Earlier this week, my daughters posted this picture of themselves on Facebook from back in our Seminary days. They were young and tender, loving and safe, beautiful and so alive. I LOVE this picture. I LOVE my girls and would move heaven and earth to keep them safe. Look at them - so precious and filled with love - so alive and filled with potential.
I visited with one of my daughters tonight at her farm not far from our home. I wanted to exchange Christmas gifts before she and her beloved head out to San Francisco for the holidays. It was a short visit because the roads were becoming icy tonight, but I did not want to miss the chance to see her and embrace her before she travels. She has been sick recently and I felt like I would break if we did not have the chance to connect before her departure. In a week her sister and husband will travel here for Christmas Eve worship - and my heart won't be still until I can hold her, too.
You see, my life has been so full and real because of these girls - now women - and all we have shared. I helped deliver them both into this world back in our hippie days. We've been through a lot - blessings and curses - and I am grateful that through it all we continue to finds ways of sharing love. They are both involved in public education in Brooklyn and Massachusetts - on behalf of the least of these our sisters and brothers (Matthew 25) - and they serve those in their care with wisdom and grace. They are creative, compassionate and committed young women and I cannot imagine life without their presence. Perhaps that is why I continue to weep over the shootings in Sandy Hook...
It was impossible not to weep as we gathered with the children of my congregation this morning around the Christmas creche. Most are too young to know what has happened although they know something is in the air. Most are as young and innocent as my daughters in this picture. A few of the older children cried with me as we retold the story of the shepherds' coming from the hills to honor and protect the Christ child. And when we prayed together for the safety of all our children, I could hear their parents - and those in the congregation - letting their own tears flow freely within the safety of our community and God's embrace.
It was a tough but beautiful morning because it seems that today was a time for grieving.

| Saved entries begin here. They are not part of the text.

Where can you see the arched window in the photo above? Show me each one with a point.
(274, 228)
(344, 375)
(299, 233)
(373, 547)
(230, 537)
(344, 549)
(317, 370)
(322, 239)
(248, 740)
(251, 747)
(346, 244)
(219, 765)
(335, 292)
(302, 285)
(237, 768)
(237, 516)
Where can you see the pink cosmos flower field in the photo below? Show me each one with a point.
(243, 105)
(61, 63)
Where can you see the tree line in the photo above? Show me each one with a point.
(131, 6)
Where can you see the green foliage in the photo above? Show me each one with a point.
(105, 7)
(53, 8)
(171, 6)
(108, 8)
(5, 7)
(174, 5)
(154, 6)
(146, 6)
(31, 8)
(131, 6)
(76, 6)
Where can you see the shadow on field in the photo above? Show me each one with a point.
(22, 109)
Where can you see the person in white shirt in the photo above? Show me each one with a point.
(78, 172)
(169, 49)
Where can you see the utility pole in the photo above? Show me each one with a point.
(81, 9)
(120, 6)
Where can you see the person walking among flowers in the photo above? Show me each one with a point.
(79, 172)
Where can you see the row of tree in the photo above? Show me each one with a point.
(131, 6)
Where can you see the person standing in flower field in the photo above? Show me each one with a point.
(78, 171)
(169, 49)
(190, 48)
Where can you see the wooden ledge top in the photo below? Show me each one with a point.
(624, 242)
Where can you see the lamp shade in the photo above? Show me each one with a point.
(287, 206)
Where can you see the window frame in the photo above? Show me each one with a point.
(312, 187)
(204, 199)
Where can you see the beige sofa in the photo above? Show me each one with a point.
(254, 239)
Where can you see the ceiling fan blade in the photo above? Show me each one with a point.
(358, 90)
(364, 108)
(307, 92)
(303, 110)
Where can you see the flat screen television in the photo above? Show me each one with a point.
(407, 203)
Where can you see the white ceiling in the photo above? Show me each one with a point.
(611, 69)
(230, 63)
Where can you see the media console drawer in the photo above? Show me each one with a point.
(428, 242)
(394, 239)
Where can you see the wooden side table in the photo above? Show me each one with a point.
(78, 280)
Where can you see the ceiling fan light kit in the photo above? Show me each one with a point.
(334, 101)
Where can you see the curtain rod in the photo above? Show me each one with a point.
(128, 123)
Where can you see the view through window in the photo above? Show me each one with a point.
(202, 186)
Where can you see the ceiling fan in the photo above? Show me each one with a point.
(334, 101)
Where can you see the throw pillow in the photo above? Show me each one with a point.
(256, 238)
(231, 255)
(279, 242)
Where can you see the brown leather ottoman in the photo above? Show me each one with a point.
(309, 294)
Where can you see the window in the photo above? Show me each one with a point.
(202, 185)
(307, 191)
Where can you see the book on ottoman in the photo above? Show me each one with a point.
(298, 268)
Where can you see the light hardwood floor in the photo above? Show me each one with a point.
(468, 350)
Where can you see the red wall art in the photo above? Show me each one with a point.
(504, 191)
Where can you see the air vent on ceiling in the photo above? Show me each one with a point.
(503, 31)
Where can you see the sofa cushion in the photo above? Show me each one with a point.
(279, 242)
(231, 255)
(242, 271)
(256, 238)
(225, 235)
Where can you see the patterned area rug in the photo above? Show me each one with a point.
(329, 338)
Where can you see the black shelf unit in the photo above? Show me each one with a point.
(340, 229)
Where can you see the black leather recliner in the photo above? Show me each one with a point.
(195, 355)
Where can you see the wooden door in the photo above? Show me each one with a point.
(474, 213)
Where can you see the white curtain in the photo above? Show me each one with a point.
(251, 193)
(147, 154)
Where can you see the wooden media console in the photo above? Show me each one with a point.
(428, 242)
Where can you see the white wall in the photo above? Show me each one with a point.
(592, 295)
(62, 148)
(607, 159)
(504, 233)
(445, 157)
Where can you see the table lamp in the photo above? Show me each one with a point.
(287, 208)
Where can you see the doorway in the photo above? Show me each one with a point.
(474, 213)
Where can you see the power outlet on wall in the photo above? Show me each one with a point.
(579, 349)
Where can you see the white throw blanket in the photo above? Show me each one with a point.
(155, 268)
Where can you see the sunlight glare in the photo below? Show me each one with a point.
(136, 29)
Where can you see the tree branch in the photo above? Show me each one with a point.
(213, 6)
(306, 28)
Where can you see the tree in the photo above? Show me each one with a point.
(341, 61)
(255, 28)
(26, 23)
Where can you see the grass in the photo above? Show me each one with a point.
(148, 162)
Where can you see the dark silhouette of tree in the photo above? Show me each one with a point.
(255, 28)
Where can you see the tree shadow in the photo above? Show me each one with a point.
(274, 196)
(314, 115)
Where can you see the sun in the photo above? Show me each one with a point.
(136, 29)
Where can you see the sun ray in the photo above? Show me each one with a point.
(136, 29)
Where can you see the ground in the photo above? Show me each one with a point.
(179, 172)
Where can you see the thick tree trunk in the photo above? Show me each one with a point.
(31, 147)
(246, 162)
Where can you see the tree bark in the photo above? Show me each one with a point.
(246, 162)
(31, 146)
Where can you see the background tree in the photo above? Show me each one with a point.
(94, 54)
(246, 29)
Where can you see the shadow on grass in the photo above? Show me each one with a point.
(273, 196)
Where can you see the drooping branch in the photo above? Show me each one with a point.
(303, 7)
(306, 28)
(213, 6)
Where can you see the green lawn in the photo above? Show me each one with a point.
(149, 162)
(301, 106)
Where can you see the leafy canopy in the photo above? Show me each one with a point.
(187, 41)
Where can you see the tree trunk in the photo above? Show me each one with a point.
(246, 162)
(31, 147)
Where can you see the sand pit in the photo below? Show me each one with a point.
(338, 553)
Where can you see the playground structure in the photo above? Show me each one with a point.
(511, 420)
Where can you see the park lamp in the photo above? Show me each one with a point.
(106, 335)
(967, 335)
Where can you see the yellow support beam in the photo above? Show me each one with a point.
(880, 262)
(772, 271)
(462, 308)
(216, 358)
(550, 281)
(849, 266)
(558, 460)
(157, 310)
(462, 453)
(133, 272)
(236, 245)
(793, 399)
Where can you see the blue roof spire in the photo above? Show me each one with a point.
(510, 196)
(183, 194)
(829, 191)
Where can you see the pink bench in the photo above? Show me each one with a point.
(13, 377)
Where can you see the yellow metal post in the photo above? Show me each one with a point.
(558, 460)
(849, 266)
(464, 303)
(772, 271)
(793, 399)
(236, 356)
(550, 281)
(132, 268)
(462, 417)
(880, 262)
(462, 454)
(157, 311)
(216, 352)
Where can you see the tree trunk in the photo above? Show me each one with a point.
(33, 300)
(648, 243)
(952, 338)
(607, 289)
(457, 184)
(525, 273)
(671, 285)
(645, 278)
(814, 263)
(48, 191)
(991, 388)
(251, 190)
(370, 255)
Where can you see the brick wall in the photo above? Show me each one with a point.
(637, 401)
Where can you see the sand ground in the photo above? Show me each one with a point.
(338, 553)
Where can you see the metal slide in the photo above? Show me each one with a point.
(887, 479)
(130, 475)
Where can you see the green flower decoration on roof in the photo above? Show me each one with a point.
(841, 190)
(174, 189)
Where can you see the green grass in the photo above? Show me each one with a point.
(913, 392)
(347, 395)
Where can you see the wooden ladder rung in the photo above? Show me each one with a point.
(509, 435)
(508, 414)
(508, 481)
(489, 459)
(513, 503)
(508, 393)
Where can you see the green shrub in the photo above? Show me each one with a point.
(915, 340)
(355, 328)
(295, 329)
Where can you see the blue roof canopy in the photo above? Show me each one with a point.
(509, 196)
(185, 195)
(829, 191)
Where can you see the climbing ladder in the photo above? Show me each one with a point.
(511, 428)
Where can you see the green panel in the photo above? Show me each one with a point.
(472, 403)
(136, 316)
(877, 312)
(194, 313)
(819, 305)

I just watched the President speak in Newtown, CT and he got it right: this moment one for tears and silence, the assurance of God's presence and the solidarity of those who embrace in agony. But we cannot grieve as those who have no faith nor can we can we grieve only; for on his short watch President Obama has already been called upon to address women, men and children in four different US communities who have been attacked by those with easy access to automatic weapons. How did we come to accept the intolerable? When did insanity become the norm?]
Today's second Biblical reading - the Second Canticle of Isaiah - ripped me up with the clear promise of consolation amidst the suffering:
Seek the Lord while he may be found,
call upon him while he is near;
let the wicked forsake their way,
and the unrighteous their thoughts;
let them return to the Lord, that he may have mercy on them,
and to our God, for he will abundantly pardon.
For my thoughts are not your thoughts,
nor are your ways my ways, says the Lord.
For as the heavens are higher than the earth,
so are my ways higher than your ways
and my thoughts than your thoughts. For as the rain and the snow come down from heaven,
and do not return there until they have watered the earth,
making it bring forth and sprout,
giving seed to the sower and bread to the eater,
so shall my word be that goes out from my mouth;
it shall not return to me empty,
but it shall accomplish that which I purpose,
and succeed in the thing for which I sent it.
As I was watching various news broadcasts this weekend I was stunned to hear one analyst suggest that maybe the time has come to start arming our school administrators. As one young father said to me after worship, "I kept watching our children with you today and I wondered how I could protect some of them should a shooter rush in from the street." Lord, have mercy.
It would seem that every generation must wait like Israel in captivity and fear for God's release. This Advent our waiting has become agonizing. I pray that our tears and fears rise up beyond this moment, however, to become a force for healing a sick and broken land.